South Australia (SA) based RAA Insurance Limited has paid $43,200 in penalties after ASIC issued four infringement notices for misleading representations made in television advertisements aired in SA.
The regulator was concerned the television advertisements, which were aired between December 2016 and June 2017, contained misleading representations about the ‘lifetime vehicle replacement’ benefit of RAA’s comprehensive car insurance policy.
ASIC Deputy Chair Peter Kell said, ‘Financial service providers must make sure that the attempt to grab consumer attention in their advertising does not give misleading impressions. Key qualifications to the headline offer must be adequately disclosed.’
ASIC was concerned that the advertisements gave consumers the impression that RAA would replace their car with a new one if the car was a total loss.

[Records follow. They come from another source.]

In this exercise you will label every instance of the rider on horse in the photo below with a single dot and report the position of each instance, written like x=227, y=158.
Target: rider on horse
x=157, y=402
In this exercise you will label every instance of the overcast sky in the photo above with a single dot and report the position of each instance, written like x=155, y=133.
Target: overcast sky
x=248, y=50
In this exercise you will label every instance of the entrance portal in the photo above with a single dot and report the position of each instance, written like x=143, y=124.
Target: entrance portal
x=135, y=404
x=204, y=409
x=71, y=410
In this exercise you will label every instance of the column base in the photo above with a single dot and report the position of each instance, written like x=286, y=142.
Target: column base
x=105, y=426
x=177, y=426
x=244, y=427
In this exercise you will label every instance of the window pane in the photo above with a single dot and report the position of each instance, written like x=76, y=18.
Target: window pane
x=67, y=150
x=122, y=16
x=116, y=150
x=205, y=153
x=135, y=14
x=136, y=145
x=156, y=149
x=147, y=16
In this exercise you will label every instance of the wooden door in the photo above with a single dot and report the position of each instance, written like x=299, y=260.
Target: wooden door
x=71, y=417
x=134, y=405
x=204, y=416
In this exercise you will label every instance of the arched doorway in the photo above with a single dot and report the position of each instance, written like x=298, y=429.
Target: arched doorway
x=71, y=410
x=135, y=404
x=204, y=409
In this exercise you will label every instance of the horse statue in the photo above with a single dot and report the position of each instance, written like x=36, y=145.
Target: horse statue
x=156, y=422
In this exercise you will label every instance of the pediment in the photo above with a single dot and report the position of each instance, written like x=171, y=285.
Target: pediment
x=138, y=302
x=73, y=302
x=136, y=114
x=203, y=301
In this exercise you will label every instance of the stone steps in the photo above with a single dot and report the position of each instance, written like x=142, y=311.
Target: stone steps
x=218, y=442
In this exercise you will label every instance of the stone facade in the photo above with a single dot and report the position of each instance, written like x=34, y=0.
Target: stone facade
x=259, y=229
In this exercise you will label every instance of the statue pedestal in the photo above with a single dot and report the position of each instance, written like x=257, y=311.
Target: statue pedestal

However, important additional conditions applied in order to qualify for this benefit – the car must have been manufactured after 2014 and must have been insured exclusively with RAA since new.
The advertisements did not, in ASIC’s view, adequately disclose or explain that these additional conditions applied and that the included disclaimer was insufficient to effectively qualify the predominant message of the advertising because:
- the disclaimer was in fine print at the bottom of the advertisement and only displayed for a short period of time; and
- there was distracting audio-visual content in the advertisement while the disclaimer was displayed.
RAA has ceased airing the television advertisements.